The 1983 All-Star Game made me a baseball fan. To this day, there are few games that remain as vividly a part of my imagination as that midsummer classic in old Comiskey Park.
At that time, I was probably still more of a hockey fan, and would spend the summer dreaming on Wayne Gretzky’s exploits that were yet to come. But long summers also afforded me the opportunity to watch a few baseball games per week. Growing up in the country, I could catch the Expos on one channel, the Blue Jays on the other, and occasionally, the Expos again en français on the third channel that we could pick up over the air.

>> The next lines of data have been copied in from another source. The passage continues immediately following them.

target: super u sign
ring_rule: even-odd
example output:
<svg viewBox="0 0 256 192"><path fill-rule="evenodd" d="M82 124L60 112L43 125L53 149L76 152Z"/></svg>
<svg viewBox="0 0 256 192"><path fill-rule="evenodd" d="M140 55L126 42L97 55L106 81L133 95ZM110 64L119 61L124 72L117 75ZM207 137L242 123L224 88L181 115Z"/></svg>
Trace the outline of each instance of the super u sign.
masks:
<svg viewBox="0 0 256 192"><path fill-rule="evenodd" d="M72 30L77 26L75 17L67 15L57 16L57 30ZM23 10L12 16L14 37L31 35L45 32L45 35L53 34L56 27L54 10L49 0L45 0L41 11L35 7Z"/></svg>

It was around that time that my baseball allegiances began to shift. My earliest fandom tended towards the Pittsburgh Pirates, which was as much a tribute to their allure of the pillbox hat as any genuine appreciation that I had for the team. (Although I knew who Bill Madlock and Dave Parker were, and would attempt to emulate Tony Pena’s yoga-like crouch behind the plate.)
The Expos eventually captured more of my attention, by mere dint of being the team I was most likely to see play, and the 1983 team featured five All-Stars that year, including four in the starting lineup for the National League: Future Hall of Famers Gary Carter, Andre Dawson, Tim Raines and possibly my favourite Expo, Al Oliver. Pitcher Steve Rogers rounded out their contingent.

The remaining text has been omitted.